ATTENTION: La déclaration relative à la pratique du faux semis n’est plus obligatoire depuis le 6ème plan d’actions régional. En cas de contrôle, une attestation du technicien conseil justifiant le problème de désherbage avéré sera exigée. L’exploitant devra également consigner la date à laquelle le travail du sol est réalisé dans le cahier d’enregistrement des pratiques.

Pour rappel, la pratique du faux semis peut être mise en œuvre afin de lutter contre les adventices annuelles (vulpin, ray-grass et autres adventices à faible dormance). Elle permet de déroger à l’obligation d’implantation d’une interculture courte ainsi que d’une interculture longue si la pratique du faux semis est finalisée après le 15 septembre.
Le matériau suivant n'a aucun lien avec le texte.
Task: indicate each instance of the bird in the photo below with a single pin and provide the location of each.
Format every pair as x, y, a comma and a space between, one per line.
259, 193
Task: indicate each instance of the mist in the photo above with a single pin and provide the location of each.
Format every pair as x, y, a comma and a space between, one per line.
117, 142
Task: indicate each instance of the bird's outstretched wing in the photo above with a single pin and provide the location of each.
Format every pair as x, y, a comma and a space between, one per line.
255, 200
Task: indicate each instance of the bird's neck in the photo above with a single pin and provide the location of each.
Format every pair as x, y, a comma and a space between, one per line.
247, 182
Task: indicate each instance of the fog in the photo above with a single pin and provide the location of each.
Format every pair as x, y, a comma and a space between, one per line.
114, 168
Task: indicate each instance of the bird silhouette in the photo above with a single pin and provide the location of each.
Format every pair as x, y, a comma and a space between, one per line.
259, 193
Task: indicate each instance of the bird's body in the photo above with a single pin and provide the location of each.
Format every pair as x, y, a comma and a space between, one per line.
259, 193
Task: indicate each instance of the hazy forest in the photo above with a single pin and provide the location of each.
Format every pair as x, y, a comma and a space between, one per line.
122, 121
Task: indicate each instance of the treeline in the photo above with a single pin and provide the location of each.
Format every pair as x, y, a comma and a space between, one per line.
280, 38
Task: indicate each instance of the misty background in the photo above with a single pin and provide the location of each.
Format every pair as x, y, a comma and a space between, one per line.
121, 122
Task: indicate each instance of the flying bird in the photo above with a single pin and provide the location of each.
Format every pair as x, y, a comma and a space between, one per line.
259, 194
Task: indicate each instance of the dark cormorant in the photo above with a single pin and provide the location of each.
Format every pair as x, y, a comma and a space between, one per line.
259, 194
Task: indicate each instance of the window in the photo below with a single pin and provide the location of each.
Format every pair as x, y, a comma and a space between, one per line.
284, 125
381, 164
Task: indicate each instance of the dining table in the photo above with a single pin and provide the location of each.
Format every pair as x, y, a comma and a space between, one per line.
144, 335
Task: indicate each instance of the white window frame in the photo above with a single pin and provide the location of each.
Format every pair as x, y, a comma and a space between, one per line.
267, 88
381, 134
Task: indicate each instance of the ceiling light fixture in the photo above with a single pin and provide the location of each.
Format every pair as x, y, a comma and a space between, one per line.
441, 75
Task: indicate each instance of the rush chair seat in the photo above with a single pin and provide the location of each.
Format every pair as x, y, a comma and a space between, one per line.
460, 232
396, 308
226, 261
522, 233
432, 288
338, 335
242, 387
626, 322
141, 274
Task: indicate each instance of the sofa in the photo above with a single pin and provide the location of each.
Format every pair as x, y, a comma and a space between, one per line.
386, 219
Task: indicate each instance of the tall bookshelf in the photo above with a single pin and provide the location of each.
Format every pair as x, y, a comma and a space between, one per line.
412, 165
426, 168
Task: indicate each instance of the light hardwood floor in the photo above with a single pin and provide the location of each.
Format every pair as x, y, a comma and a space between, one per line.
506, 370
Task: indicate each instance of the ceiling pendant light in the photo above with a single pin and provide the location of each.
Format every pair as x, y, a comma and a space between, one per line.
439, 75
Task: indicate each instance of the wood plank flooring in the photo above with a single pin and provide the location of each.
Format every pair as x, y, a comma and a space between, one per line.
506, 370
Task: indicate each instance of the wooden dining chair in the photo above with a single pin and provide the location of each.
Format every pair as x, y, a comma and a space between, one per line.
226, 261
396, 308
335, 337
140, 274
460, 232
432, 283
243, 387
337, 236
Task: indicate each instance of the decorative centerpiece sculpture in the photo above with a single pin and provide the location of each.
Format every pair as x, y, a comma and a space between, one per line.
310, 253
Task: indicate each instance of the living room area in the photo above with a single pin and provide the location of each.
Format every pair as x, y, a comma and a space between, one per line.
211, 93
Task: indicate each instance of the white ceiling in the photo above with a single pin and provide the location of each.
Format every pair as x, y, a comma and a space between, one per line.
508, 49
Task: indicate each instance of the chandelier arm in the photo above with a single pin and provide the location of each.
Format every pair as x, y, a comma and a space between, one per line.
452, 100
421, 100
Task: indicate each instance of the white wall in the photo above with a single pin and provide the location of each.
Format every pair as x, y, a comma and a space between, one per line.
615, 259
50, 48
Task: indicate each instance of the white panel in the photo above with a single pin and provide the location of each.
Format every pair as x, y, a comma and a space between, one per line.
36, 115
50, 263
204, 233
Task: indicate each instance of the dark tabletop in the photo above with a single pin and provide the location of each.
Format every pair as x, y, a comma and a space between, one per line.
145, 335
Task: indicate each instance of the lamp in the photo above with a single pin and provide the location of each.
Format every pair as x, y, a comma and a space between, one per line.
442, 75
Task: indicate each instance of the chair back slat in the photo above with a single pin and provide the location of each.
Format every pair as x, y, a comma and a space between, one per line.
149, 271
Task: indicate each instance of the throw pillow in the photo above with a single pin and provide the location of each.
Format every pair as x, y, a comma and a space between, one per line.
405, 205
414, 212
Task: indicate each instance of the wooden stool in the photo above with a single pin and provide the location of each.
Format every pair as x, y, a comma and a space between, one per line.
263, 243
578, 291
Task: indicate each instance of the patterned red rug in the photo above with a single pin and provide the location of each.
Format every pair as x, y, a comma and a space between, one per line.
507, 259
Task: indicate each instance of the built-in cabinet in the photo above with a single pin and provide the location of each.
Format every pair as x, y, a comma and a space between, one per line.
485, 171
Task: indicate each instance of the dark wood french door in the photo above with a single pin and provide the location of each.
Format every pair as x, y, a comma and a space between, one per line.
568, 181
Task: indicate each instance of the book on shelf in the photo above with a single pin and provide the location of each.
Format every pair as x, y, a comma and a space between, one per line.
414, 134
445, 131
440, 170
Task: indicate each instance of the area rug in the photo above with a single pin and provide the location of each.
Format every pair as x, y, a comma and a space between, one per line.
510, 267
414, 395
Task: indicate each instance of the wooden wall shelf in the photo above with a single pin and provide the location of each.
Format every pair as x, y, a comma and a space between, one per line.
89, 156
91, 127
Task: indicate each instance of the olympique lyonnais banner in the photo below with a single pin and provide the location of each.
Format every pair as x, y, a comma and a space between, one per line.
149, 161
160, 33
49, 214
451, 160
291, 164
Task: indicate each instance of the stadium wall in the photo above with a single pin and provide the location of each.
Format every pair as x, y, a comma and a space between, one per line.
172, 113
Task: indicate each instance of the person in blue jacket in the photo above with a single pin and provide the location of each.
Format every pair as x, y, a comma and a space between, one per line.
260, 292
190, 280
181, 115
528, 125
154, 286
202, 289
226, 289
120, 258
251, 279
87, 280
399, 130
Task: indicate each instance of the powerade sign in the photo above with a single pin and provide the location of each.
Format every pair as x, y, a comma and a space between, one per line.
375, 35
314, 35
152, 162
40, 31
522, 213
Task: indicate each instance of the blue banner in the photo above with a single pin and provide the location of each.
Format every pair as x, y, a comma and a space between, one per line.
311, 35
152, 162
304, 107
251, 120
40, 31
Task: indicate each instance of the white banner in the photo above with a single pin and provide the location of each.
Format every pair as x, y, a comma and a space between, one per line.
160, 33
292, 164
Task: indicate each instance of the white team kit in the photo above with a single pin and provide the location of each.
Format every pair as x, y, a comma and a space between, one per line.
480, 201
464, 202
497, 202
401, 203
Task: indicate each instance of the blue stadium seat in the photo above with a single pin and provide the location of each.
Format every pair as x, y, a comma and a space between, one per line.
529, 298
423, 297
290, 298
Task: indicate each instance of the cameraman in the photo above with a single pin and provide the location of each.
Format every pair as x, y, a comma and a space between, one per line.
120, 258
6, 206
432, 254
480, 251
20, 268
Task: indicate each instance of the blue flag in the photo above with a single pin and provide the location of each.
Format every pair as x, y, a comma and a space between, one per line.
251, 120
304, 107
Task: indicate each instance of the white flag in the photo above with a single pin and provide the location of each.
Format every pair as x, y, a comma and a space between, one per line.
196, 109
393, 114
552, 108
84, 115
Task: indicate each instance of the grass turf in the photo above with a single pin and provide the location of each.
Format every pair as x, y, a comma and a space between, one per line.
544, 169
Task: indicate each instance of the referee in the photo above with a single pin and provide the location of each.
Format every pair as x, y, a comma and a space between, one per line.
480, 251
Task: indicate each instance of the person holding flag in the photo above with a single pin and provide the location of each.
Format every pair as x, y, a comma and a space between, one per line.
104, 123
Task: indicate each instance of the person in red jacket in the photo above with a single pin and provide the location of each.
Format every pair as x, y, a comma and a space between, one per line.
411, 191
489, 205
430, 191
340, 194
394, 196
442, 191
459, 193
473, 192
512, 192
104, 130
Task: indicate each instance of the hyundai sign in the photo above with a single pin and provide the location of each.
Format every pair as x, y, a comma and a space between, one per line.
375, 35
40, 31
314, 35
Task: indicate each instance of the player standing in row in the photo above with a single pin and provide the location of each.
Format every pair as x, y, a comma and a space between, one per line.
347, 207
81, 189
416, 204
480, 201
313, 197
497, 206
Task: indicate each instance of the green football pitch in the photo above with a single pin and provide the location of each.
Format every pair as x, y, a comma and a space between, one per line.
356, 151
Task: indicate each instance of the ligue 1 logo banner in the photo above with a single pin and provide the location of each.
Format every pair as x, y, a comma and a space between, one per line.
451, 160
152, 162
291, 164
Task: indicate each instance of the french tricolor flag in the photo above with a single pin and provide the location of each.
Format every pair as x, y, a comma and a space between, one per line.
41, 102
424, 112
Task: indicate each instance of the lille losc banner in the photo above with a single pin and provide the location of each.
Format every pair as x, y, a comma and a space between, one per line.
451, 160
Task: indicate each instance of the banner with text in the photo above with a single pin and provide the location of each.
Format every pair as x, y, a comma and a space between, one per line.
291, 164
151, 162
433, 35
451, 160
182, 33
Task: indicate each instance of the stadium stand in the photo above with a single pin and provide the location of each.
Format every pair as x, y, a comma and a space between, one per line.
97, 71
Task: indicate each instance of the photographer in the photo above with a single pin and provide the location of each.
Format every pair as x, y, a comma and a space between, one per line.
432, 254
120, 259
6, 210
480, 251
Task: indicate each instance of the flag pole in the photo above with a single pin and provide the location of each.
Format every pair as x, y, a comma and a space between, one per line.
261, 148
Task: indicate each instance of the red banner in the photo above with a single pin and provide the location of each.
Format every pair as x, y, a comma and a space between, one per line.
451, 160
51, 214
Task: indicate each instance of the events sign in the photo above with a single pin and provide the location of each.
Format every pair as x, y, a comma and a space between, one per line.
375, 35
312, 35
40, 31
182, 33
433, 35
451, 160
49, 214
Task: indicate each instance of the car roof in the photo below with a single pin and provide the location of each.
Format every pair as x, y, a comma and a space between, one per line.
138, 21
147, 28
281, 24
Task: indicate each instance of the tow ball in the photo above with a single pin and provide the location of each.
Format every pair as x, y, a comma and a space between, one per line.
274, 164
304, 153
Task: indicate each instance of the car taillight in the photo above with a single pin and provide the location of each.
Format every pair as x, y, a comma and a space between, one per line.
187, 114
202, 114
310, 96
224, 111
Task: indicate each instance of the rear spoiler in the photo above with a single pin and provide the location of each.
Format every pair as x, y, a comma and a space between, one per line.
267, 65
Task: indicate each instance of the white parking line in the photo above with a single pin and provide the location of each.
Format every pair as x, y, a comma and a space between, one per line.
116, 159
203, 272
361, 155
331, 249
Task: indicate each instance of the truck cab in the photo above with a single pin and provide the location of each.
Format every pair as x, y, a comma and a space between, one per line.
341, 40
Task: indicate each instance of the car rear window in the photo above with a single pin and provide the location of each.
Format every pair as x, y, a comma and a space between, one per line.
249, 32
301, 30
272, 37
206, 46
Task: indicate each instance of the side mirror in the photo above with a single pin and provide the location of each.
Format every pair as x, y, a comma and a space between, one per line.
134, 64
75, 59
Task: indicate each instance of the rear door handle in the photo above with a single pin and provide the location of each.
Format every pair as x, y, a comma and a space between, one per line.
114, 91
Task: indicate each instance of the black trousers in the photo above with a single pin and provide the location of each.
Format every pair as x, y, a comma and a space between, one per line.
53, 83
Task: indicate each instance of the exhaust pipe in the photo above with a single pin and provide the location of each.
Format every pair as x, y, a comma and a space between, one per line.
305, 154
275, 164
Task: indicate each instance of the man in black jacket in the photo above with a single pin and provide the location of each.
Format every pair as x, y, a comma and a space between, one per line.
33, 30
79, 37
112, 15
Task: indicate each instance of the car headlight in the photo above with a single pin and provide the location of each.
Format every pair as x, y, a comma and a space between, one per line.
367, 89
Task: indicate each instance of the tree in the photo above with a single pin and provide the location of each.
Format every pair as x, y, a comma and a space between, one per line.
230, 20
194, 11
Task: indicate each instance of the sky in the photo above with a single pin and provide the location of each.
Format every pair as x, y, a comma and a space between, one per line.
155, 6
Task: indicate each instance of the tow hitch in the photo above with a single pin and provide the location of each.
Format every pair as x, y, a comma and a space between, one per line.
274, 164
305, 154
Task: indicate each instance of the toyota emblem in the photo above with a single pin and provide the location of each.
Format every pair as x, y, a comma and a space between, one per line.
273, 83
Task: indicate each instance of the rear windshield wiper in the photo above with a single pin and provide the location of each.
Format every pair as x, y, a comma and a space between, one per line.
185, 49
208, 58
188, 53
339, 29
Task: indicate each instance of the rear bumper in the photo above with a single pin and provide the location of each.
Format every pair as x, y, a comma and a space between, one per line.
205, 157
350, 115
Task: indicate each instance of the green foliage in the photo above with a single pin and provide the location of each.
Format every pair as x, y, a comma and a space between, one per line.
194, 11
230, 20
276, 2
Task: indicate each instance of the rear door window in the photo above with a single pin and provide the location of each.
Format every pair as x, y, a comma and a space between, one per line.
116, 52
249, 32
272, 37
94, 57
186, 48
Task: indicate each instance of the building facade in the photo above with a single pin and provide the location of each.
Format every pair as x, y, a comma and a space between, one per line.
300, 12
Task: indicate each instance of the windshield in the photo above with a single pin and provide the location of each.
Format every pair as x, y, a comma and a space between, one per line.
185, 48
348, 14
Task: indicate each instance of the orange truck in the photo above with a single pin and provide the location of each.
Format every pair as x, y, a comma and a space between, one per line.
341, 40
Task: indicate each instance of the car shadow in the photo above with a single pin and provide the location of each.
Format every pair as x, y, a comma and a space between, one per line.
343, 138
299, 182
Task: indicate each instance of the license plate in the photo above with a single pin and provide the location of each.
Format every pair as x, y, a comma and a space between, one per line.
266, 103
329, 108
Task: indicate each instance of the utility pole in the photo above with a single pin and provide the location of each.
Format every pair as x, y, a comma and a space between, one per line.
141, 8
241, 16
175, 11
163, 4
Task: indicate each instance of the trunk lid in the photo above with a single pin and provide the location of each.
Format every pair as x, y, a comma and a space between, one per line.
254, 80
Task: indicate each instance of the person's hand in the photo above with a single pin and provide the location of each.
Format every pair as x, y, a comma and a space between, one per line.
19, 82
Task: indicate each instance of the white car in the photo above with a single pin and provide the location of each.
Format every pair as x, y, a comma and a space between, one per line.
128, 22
Au sens du 6ème programme d’actions régional, le faux semis est la pratique qui consiste à préparer un lit de semence aussi fin que pour le semis d’une culture à petites graines, à laisser germer une partie du stock semencier d’adventices puis à détruire les graines germées et plantules levées, le tout par un travail superficiel du sol (intervention mécanique sans recours aux outils de labour) avant le semis de la culture principale. Cette pratique repose sur au moins trois interventions mécaniques assurées sans destruction chimique.